As soon as he saw that the boy slept, Henderson made the sign of the
Cross upon Frank's brow and rose from his knees.

"The boy will live," he said; "Christ has healed him."

The doctor was amazed. He examined Frank, and admitted that the
tetanus had lost its hold, and that, provided there was no relapse, the
danger was over.

The two things that struck me most in the whole happening were first
its unspeakable wonder, and secondly its absolute naturalness. But
that is the way with all real miracles: beforehand they appear
impossible, and afterwards inevitable. Thus it is with the two great
miracles of marriage and parenthood. An imaginary wife and imaginary
children are amongst the most impossible creations of our dreams; yet
when they come, they seem to have been always there, and we cannot
picture a world without them. And so I think it will be with the other
great miracle of death. At present the heart of man fails to conceive
what good things are prepared for us in the land beyond the grave; but
when we are really there, I believe it will seem one of the most
natural things we have ever known; as natural as that earthly home
where the dream-wife and the dream-children came true, and made the
life before their coming sink into the realms of vain and
half-forgotten things.

When we had left Frank's room, and were waiting downstairs for Mr.
Henderson's motor, which was to take him back to London, I asked him -

"How do you explain your gift of healing?"

"I have but one explanation," he answered: "as many as touched the hem
of His garment were made perfectly whole."

"Then do you not put it down to the influence of mind over
matter - which is an influence we are only just beginning to realise?" I
urged.

"I put it down to nothing but the power of Christ," replied Henderson.
"I find that as long as people talk about mentality, or suggestion, or
will-power, or the influence of mind over matter, or the particle of
Godhead inherent in ourselves, the world will listen to them, and
follow after them, and believe in their cures; but the minute we put
all these things on one side and teach that there is no power in
anything save in Christ Jesus and Him crucified, the world becomes shy
of us at once and looks the other way. Yet there is no help for any of
us but in His Name, neither in this world nor in the world to come."

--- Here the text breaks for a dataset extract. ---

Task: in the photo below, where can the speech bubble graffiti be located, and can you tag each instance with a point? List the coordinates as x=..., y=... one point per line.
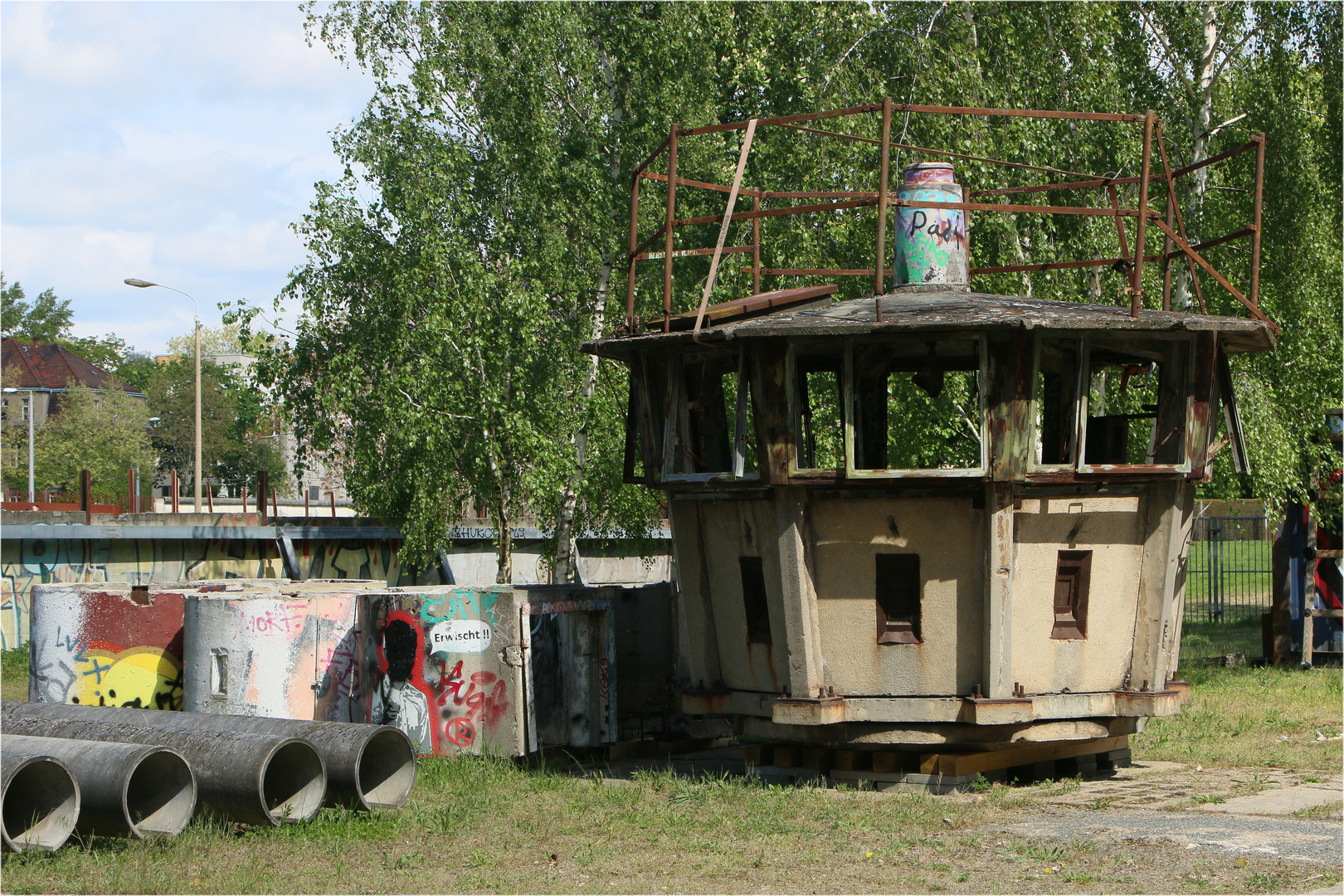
x=460, y=635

"But how would you explain this working of His power?" asked Arthur.
"I suppose He would work by means of mental suggestion, or something of
that kind."

Mr. Henderson shook his head. "I never attempt to explain: I only
believe. I know that He does certain things, but how He does them is
no business of mine."

"We are too fond of explaining things nowadays," said Arthur. "I think
we should do well to follow the example of the Cherubim who used two of
their wings to cover their faces, because there were things into which
they were not desired to look. We, on the contrary, try to pry into
everything."

"But we have as yet no wings with which to cover our faces," I
suggested. "It is only because we are low and earthy that we pry. As
we grow higher we shall grow humbler, and by the time that we attain to
wings we shall know how to use them."

"And until we know how to use them we shall probably not get the
wings," added Arthur.

"Tell me one thing," I said, turning to Mr. Henderson. "Do you think
that everybody who has sufficient faith in Christ could heal as you do?"

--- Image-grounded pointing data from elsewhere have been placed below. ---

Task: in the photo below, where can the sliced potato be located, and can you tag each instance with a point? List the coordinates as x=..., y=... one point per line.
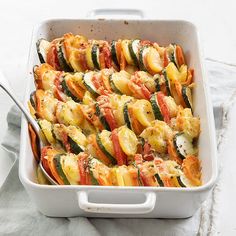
x=125, y=49
x=69, y=113
x=69, y=164
x=106, y=141
x=121, y=80
x=154, y=60
x=172, y=72
x=128, y=140
x=46, y=127
x=143, y=112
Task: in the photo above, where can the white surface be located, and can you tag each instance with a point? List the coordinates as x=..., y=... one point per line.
x=216, y=20
x=50, y=204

"That again I do not know. It is all in His hands. But I am inclined
to think that as there are diversities of gifts but the same Spirit, so
the gift of healing is given to one, the gift of preaching to another,
and so on, and we have not all the same gifts. It is all Christ
working in us; but He works one way in one person and another way in
another. We must cultivate the gift that we have, and be content to do
without the gifts that have been denied us, and as we are all members
of Christ there can be no rivalry amongst us."

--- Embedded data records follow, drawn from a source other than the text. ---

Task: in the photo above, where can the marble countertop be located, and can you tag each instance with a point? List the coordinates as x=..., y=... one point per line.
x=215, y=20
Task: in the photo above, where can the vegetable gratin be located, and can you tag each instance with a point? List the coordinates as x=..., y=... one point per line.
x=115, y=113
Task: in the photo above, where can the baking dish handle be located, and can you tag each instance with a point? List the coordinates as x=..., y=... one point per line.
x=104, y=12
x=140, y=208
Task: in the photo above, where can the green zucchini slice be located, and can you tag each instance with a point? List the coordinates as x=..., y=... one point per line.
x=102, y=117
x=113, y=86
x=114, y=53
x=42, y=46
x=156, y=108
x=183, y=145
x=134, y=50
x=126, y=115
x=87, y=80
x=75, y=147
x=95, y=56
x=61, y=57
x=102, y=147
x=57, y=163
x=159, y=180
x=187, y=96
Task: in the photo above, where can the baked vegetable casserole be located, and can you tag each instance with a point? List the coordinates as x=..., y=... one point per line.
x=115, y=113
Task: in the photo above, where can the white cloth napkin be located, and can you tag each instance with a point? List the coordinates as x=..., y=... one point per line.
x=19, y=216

"After all," I said after a moment's silence, "we are sent into the
world to do the Will and not to trouble about the Doctrine: that
follows the other as a matter of course. And submission is the most
necessary and the most difficult lesson we have to learn. If we were
allowed to choose our gifts I should have chosen the one of healing;
but we are not allowed to choose."

Mr. Henderson looked at me intently for a moment with his piercing dark
eyes. "I do not know, but I think that you have the gift of healing,"
he said; "utterly uncultivated and undeveloped, but ready for Christ's
use, should He need it."

And then the motor came round, and he drove away to the multitudinous
duties awaiting him in town, and I went upstairs to rejoice with Fay,
as before I had mourned with her.




CHAPTER VI

ST. LUKE'S SUMMER

It was a bright autumn morning, and the central hall of the Manor House
was given up to a Moloch worshipped by Annabel and described by her as
the "Ladies' Needlework Guild." I had learnt from long and bitter
experience that the festival of this Moloch fell in the first week in
October, and during that time there was not a chair or a Chesterfield
or even a table in the great hall which was not covered with heaps of
unbleached and evil-smelling garments. To the uninitiated it looked
like an extensive preparation for something which Ponty called "the
Wash," and which was long confused in my childish mind with that
portion of the North Sea which separates Norfolk from Lincolnshire; but
the initiated knew better. I never really grasped the true inwardness
of this Moloch of my sister's. Once, in an unguarded moment, I asked
Annabel how the Ladies' Needlework Guild was worked and what it did;
and for three-quarters of an hour on end - without even a half-time for
sucking lemons - she volubly expounded to me the manifold rules and
regulations of the fetish. Needless to say I didn't understand; but
after that I always pretended that I did, for fear Annabel should
explain again. As far as I could grasp the situation, the monster had
to be fed with a huge meal of unbleached calico, flannelette, rough
flannel and other inexpensive and somewhat odoriferous materials,
served in the form of useful undergarments, some of which it swallowed
whole, and some of which it generously returned to the respective
parishes whence they had originally sprung. But the reasons why they
were given to the monster, and why the monster gave some of them back
again, I have never even attempted to fathom. But that yearly festival
was to Annabel as sacred as the Feast of Tabernacles is to the Jews or
the Feast of Ramadhan is to the Mohammedans; and the smell of its
flannelette and unbleached calico was as incense in my sister's
nostrils.

On this particular October morning she and Fay were apparently sorting
clothes for a gigantic laundry, but were actually assisting at one of
Annabel's most holy rites. I sank on to a settee, full of wonder at
the marvellous power the gentler sex possesses of transforming into a
sacred ritual the most ordinary and commonplace actions.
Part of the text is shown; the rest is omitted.